As the yellow-jacketed riders with the huge brass helmets trotted across the pontoon bridges, Baklanov wondered how they could thread their way through the bodies that littered the slopes. Rank after rank of infantry had assaulted the redoubt, and rank after rank lay sprawled in the blood-soaked earth. But they were not all dead. As the horses moved faster, Hetman Yakov crossed himself as at the resurrection of the dead. The men in the mud were turning and twisting like worms flushed out by the rain. For the horses were not turning; they were cantering over their fallen comrades.

The Russian gunners fired into the writhing mass, disemboweling horses and flinging the Guard’s beautiful helmets in bloody spires into the afternoon sun. Sloshing through gore, the cavalry slowed, faltered, and then galloped forward, sabers slicing the air.

“They’re under the guns!” Ney cried to Napoleon. “The field is ours!”

A last volley from the redoubt, and the exhausted Russians were surrounded.

“Form a firing line!” Count C*** cried, and the brittle regiment from B*** stood up again, the last frail barrier to Moscow.

The men in the redoubt were not running away in blind panic. Instead of their backs, the cavalry faced infantry packed so tightly they could not be broken. The proud charge disintegrated as horsemen hacked their way over the mud ramparts into a forest of bayonets.

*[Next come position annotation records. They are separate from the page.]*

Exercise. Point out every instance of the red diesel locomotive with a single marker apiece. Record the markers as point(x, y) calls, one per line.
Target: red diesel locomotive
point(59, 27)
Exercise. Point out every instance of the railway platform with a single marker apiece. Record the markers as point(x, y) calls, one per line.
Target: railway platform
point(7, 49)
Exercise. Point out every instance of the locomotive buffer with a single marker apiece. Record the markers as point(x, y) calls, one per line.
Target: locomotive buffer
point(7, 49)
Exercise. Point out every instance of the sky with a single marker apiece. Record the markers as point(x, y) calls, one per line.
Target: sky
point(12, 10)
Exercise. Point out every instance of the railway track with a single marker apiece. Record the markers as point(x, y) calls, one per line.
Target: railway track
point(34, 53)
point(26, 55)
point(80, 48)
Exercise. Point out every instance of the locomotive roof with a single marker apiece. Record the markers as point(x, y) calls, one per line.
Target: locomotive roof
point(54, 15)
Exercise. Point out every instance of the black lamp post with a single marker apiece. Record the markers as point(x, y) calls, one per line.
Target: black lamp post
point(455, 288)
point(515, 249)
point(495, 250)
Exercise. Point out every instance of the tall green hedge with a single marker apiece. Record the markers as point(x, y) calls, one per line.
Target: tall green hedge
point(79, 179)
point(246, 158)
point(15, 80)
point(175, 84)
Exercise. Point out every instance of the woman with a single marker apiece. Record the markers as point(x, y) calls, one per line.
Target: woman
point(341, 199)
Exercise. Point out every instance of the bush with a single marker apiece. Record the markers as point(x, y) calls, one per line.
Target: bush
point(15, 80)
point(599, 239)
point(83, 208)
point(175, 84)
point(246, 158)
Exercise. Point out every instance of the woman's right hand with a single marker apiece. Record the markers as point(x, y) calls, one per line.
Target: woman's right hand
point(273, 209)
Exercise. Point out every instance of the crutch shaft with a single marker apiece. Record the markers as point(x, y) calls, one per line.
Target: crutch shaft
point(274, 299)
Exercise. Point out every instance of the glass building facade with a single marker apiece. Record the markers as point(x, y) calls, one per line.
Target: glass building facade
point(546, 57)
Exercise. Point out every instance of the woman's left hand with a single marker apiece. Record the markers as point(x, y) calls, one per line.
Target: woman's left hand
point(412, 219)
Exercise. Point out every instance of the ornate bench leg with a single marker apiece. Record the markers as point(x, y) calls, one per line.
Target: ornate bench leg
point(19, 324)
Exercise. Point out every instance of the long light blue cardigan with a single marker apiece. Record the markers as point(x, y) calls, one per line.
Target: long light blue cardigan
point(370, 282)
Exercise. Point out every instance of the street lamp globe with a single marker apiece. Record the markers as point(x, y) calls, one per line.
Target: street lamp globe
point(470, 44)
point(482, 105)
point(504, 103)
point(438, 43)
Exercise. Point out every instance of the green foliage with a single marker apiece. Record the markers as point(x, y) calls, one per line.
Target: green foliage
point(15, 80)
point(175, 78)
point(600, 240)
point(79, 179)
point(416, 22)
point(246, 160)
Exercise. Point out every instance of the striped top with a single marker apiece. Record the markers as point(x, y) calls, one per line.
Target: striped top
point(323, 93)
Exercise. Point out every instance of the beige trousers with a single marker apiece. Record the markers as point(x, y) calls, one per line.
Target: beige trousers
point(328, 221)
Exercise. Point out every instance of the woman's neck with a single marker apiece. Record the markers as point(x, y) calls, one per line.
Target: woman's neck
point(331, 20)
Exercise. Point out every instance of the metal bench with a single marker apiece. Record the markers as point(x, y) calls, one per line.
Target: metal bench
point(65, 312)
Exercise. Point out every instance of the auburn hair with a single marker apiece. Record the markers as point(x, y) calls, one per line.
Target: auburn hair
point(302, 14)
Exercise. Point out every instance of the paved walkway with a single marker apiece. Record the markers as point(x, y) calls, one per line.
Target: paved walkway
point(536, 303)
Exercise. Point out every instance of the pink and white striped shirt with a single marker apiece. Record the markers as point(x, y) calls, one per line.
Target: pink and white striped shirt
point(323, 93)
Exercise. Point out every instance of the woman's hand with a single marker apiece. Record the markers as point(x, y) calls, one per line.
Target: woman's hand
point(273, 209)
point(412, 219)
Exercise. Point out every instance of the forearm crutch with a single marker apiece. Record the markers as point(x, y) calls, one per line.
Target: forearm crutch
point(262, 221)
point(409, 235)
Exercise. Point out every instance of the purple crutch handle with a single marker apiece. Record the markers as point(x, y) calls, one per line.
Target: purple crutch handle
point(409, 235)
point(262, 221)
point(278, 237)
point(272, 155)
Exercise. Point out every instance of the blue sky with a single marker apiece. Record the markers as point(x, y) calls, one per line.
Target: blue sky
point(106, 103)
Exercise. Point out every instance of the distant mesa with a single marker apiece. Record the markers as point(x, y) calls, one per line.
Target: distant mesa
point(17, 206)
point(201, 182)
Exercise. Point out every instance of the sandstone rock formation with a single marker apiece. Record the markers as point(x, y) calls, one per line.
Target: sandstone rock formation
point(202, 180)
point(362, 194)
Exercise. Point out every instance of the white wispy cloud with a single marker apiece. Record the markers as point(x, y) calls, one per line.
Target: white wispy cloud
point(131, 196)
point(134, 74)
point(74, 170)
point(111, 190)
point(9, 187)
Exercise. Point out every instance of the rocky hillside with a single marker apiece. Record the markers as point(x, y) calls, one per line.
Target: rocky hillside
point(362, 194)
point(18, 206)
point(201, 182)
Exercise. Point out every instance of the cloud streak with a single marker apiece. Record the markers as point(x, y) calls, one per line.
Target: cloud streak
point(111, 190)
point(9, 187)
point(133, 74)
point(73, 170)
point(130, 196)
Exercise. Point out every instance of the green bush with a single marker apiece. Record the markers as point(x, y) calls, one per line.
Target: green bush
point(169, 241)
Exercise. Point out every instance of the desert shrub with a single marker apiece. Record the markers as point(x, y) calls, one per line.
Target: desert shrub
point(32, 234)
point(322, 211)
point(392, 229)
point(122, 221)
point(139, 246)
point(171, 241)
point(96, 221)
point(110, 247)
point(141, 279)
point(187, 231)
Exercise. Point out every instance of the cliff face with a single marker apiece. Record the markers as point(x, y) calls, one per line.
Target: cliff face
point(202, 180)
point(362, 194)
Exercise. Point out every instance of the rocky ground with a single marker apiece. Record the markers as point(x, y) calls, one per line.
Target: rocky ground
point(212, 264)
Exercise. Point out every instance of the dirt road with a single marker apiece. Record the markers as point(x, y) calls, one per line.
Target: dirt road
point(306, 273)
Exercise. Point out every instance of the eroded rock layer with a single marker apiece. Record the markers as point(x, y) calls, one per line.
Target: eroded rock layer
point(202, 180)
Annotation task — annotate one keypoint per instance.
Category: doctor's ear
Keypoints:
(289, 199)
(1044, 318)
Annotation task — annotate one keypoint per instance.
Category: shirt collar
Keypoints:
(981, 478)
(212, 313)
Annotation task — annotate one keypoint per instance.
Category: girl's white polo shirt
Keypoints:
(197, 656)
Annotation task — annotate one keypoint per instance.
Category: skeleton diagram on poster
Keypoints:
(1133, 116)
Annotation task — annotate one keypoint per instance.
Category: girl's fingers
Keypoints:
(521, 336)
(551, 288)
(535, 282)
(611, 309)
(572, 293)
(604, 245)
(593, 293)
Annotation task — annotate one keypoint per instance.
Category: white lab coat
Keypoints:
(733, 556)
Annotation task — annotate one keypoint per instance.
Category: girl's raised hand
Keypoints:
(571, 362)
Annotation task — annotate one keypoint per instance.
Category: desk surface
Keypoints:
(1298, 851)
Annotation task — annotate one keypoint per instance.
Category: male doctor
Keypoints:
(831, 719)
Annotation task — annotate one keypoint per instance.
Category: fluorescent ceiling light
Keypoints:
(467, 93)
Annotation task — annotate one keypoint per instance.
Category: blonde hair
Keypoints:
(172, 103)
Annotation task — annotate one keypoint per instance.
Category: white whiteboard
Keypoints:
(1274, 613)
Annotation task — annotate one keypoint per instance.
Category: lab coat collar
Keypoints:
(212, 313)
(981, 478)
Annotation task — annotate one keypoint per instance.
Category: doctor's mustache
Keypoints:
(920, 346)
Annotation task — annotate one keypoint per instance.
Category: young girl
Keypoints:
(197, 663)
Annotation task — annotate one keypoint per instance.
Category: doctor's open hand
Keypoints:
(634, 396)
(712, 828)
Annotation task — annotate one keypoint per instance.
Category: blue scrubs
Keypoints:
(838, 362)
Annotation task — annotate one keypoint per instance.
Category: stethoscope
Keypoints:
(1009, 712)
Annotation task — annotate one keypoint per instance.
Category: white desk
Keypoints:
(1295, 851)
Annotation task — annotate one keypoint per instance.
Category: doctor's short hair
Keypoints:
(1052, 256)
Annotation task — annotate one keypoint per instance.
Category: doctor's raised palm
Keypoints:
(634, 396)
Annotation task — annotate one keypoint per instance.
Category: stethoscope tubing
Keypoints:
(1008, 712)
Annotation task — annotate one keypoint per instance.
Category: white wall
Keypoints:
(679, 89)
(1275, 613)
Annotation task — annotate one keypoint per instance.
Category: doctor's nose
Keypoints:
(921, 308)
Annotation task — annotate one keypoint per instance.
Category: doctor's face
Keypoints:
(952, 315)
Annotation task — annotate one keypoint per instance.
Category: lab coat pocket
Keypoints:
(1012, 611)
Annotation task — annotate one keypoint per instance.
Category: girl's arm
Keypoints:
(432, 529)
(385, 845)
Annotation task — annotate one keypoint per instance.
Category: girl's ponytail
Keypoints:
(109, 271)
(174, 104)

“Send in the Old Guard!” Ney shouted to his Emperor through the screams and the shot.

Napoleon was raising his finger to give the order that would break an empire, but again he could not see. Led by a blood soaked officer, a skirmish line of Russian infantry emerged above the redoubt and fired a volley at the Saxons, smothering the hillside with smoke. Then the Emperor saw for the second time the eyeless skulls of the Austerlitz dead climbing over the palisade.

In their memoirs, Napoleon’s officers could not find the metaphor to express the horror on his face.

“I will not have my Guard destroyed when I am eight hundred leagues from France!” he cried. “You do not wreck your last reserve.”

Shuddering, he turned his horse and left the field. Gilded horsemen, who had been joking about dinner in the Kremlin, followed silently.  What proud soldier can speak when caution replaces courage, and the doors to the temple of victory swing shut?

Another gilded horseman watched the Guard du Corps charge and feared the glory of the day would go to the Saxons. Standing up in his stirrups, Marshal Murat saw the empty space behind the redoubt and sent his cuirassiers careening toward it. Ahead of the French infantry, ahead of the wind, they charged up the valley, silver helmets and breastplates rippling beneath the sulfur-streaked sun

On their flank another impetuous cavalryman watched the Saxons buckle against the earthworks and smelled glory. All the long day he had sat waiting for orders, while the horses pawed the ground and his lancers grumbled and the shot streaked overhead. Vassily Ivanevich could not let the sun set without tasting action. To hell with orders, to hell with the delicate balance of battle! He raised his saber, kissed the hilt and charged the cuirassiers’ flank with his lancers. He did not hear the trumpets calling him back, did not see the messenger galloping after him with the order to turn around. All he saw was another laurel that would make him invincible to Natalia. As they galloped across the valley, the French infantry shot them out of their saddles. Survivors told of his happiness hacking toward Murat until he was impaled on the French sabers.

The second French cavalry charge was not broken by the Russians but by the piles of bodies and horses around the collapsed redoubt. Out of ammunition, out of hope, our infantry tried to hold back the bloody hooves rearing over the mud walls with their bayonets. Then slowly, like dough squeezed through a baker’s hands, our infantry was forced back through the palisades toward the ghost regiment. The surviving artillerymen and Militia pulled their guns from their emplacements and dragged them back to the to the Moscow Road.